Questions

I have DHCP enabled on the Windows Server why is the DHCP server need to be enabled on the firewall?

+
0 Votes
Locked

I have DHCP enabled on the Windows Server why is the DHCP server need to be enabled on the firewall?

shadetreeadmin
No one can get to the Internet unless the Firewall DHCP is enabled.
This is a simple setup that is connected as follows Cloud->Router->Firewall (gateway)->Switches->Machines (including the Win 2008 server).
  • +
    0 Votes
    OH Smeg

    But no it doesn't need to be the Gateway unless you have a Gateway App running on it.

    Col

    +
    0 Votes
    markp24

    As Oh Smeg states, unless your running a service that needs it, then you should not require DHCP on that server.

    +
    0 Votes
    usrhlp

    You're, not your.

    +
    0 Votes
    markp24

    Im sorry what?

    +
    0 Votes
    srakhra

    Hi there,

    It is purely because of security purpose.

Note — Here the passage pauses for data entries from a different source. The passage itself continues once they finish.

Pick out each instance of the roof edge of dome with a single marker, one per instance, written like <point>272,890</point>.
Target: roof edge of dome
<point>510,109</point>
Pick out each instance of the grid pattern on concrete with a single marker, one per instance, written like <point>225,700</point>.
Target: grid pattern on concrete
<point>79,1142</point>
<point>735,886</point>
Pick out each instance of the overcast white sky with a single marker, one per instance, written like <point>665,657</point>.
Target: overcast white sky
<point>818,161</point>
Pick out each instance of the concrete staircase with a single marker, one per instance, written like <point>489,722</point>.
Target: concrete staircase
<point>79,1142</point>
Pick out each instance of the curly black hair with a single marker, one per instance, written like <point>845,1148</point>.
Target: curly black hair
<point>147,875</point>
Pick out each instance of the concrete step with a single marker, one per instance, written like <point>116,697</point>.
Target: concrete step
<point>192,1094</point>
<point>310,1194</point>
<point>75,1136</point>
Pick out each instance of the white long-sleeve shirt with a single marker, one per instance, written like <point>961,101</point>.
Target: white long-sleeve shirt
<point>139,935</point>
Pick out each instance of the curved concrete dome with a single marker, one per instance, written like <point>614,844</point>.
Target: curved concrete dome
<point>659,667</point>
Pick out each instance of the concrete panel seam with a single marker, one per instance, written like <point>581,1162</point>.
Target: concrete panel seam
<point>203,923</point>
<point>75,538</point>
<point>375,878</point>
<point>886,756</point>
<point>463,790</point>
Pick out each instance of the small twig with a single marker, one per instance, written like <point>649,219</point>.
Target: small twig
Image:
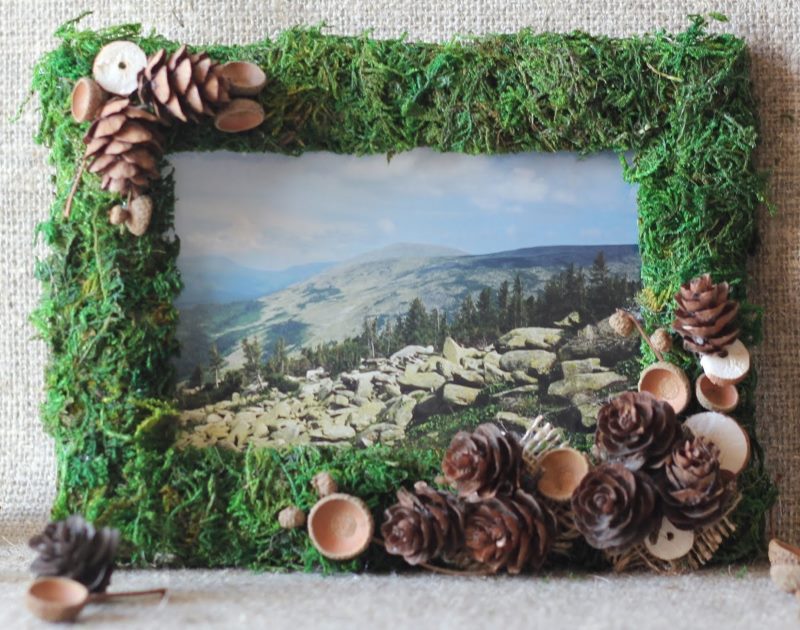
<point>442,570</point>
<point>643,334</point>
<point>73,190</point>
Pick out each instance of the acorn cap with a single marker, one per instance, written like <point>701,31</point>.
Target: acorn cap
<point>340,526</point>
<point>715,397</point>
<point>141,211</point>
<point>670,543</point>
<point>241,114</point>
<point>561,470</point>
<point>56,599</point>
<point>244,78</point>
<point>667,382</point>
<point>118,215</point>
<point>729,368</point>
<point>87,99</point>
<point>116,67</point>
<point>729,437</point>
<point>783,553</point>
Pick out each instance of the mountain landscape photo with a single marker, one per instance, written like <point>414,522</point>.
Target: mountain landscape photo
<point>369,311</point>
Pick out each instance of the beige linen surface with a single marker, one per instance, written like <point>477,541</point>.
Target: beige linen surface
<point>771,27</point>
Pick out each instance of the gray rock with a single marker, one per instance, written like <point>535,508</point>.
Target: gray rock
<point>539,362</point>
<point>468,378</point>
<point>578,383</point>
<point>582,366</point>
<point>399,411</point>
<point>451,351</point>
<point>599,341</point>
<point>459,395</point>
<point>530,338</point>
<point>427,381</point>
<point>573,319</point>
<point>521,378</point>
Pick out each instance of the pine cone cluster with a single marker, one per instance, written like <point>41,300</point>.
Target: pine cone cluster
<point>182,86</point>
<point>694,490</point>
<point>481,464</point>
<point>424,524</point>
<point>615,507</point>
<point>636,429</point>
<point>73,548</point>
<point>490,519</point>
<point>123,146</point>
<point>512,531</point>
<point>706,316</point>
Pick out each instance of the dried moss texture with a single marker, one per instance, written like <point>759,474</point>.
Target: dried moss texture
<point>681,104</point>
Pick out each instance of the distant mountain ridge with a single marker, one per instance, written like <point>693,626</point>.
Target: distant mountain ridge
<point>332,304</point>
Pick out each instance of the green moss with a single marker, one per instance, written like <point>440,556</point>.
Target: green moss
<point>681,103</point>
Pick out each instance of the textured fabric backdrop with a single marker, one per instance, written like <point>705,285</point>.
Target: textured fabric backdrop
<point>771,27</point>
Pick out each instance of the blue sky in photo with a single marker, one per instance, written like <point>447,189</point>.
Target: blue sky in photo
<point>270,211</point>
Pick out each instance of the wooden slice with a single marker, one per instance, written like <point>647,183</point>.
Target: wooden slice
<point>241,114</point>
<point>340,526</point>
<point>730,368</point>
<point>561,471</point>
<point>715,397</point>
<point>667,382</point>
<point>672,543</point>
<point>731,439</point>
<point>244,78</point>
<point>116,67</point>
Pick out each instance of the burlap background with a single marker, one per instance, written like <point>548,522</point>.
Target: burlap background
<point>771,27</point>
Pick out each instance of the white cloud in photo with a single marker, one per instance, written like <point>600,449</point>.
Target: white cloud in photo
<point>271,211</point>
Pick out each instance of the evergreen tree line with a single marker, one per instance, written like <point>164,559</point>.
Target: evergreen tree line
<point>594,293</point>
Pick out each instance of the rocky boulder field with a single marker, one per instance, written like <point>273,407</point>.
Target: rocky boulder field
<point>565,371</point>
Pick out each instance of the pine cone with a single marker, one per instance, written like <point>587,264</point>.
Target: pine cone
<point>73,548</point>
<point>511,532</point>
<point>706,318</point>
<point>123,147</point>
<point>636,429</point>
<point>694,490</point>
<point>423,525</point>
<point>182,86</point>
<point>482,463</point>
<point>615,507</point>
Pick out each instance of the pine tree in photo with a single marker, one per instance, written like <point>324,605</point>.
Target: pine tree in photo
<point>252,361</point>
<point>502,307</point>
<point>515,307</point>
<point>487,316</point>
<point>216,363</point>
<point>196,379</point>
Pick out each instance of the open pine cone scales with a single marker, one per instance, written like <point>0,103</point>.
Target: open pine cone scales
<point>73,548</point>
<point>695,491</point>
<point>123,146</point>
<point>182,86</point>
<point>706,317</point>
<point>423,525</point>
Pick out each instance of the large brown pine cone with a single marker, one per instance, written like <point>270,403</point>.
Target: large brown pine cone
<point>512,532</point>
<point>482,463</point>
<point>73,548</point>
<point>705,318</point>
<point>182,86</point>
<point>615,507</point>
<point>123,147</point>
<point>636,429</point>
<point>694,490</point>
<point>423,525</point>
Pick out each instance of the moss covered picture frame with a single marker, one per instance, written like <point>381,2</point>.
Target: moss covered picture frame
<point>680,104</point>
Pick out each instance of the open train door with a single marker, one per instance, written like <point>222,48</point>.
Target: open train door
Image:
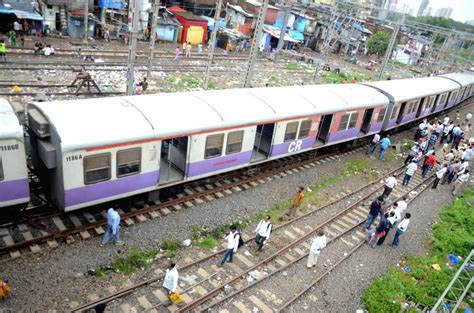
<point>323,130</point>
<point>366,121</point>
<point>173,159</point>
<point>263,142</point>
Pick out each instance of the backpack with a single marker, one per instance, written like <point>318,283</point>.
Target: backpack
<point>241,241</point>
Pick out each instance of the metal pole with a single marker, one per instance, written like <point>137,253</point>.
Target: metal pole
<point>210,55</point>
<point>255,43</point>
<point>391,43</point>
<point>132,46</point>
<point>281,40</point>
<point>86,20</point>
<point>156,8</point>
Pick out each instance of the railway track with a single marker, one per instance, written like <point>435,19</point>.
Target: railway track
<point>205,286</point>
<point>30,233</point>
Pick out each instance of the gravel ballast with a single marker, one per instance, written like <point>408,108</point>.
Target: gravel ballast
<point>57,279</point>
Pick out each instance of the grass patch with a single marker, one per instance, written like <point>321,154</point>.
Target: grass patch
<point>171,245</point>
<point>207,243</point>
<point>423,284</point>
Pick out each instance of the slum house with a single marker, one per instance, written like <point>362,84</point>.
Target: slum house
<point>113,16</point>
<point>194,28</point>
<point>56,13</point>
<point>240,20</point>
<point>26,13</point>
<point>168,27</point>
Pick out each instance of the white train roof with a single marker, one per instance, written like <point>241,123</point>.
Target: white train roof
<point>414,88</point>
<point>106,121</point>
<point>463,78</point>
<point>10,126</point>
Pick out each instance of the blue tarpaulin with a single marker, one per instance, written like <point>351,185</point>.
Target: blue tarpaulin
<point>113,4</point>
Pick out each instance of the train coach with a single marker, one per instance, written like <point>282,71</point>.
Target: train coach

If blocked clients may find it difficult to attach to your DHCP server to acquire an IP address. Firewall basically is design to block everything. Its only through allowing access via a port number, MAC address or program association that this characteristic of firewall can be modified as per the requirement. So enabling DHCP services on the server is not worth unless its allowed through in firewall too.

    Just wondering I never enabled this before and yet when I looked into my firewalls settings on Win Srv 2008 R2 I found it enabled by default.

    Satts

    +
    2 Votes
    Charles Bundy

    ping, nslookup and ipconfig are your friends here. I'd say one of two things is happening -

    A) Your firewall has a different IP/subnet from your DHCP scope under AD
    B) DHCP on the server isn't set to supply the right IP for the gateway and DNS

    Use the above listed tools on both the firewall and AD DHCP setups. That should narrow down if it is a routing/IP problem or a name resolution problem. Good Luck!

    +
    1 Votes
    CFWhitman

    Rest assured that you should not need DHCP enabled on the firewall if you're running it on another server. To figure out what's going on is a process of elimination.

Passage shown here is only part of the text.